Wednesday, October 21, 2015, 3:20 pm, Room 113

Session: Metals, Alloys & Oxides: Reactivity and Catalysis
Presenter: Bin Shan, Huazhong University of Science and Technology, China
Authors: X. Liu, Huazhong University of Science and Technology, China
Z.Z. Chen, Huazhong University of Science and Technology, China
K.J. Cho, The University of Texas at Dallas
R. Chen, Huazhong University of Science and Technology, China
B. Shan, Huazhong University of Science and Technology, China
Correspondent: Click to Email
SmMn2O5 mullite has recently been reported to be a promising alternative to traditional Pt-based catalysts for environmental and energy applications. By performing density functional calculations, we systematically investigated lattice oxygen reactivity and oxygen adsorption/dissociation/migration behaviors on low index surfaces of SmMn2O5 mullite with different terminations. The (001), (010) and (100)surfaces have lowest barriers against exchanging O species with environments and thus are expected to be active surfaces.Furthermore, we have calculated the reaction routes along different channels on these three surfaces. Our results show that both ER and MvK mechanisms co-exist in NO oxidation by SmMn2O5. The most active surface is the (010) facet with Mn4+ ions in the surface layer where oxidation can be realized by a synergetic mechanism involving ER processes along bridge-MnO channels.

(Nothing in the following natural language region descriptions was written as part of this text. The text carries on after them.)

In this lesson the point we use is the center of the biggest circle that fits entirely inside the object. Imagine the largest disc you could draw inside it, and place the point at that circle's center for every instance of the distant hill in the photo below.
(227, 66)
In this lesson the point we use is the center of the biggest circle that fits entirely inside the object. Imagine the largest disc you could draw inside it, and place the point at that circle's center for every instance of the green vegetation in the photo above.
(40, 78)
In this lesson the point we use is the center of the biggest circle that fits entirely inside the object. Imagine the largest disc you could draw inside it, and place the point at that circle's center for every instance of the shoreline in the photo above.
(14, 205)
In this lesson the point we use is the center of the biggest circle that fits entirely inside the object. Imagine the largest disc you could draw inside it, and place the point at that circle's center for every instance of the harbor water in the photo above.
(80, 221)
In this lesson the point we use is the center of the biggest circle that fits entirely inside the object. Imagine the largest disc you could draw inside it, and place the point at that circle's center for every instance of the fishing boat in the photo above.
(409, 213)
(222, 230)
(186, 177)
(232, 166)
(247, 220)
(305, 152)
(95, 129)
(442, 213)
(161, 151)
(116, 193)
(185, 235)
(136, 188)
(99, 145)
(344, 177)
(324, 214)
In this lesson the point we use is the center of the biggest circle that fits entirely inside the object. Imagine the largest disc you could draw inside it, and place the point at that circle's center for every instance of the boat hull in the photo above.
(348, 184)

The (001) surface with Mn4+ ions in the surface layer is also expected to be active for oxidation via the MvK mechanism. On the other hand, despite the low oxygen vacancy formation energy, the (110) surface could easily undergo surface reconstruction and quickly lose active sites. Our calculations also suggest that the rate determining step of oxidation reaction on SmMn2O5 surfaces is the desorption of NO2 on both (010) and (001) facets. Our study presents systematic pictures on catalytic activities of SmMn2O5, which are important to the full understanding and improvement of SmMn2O5 performance. The comprehensive micro-kinetic model on the reaction dynamics of SmMn2O5 is under construction.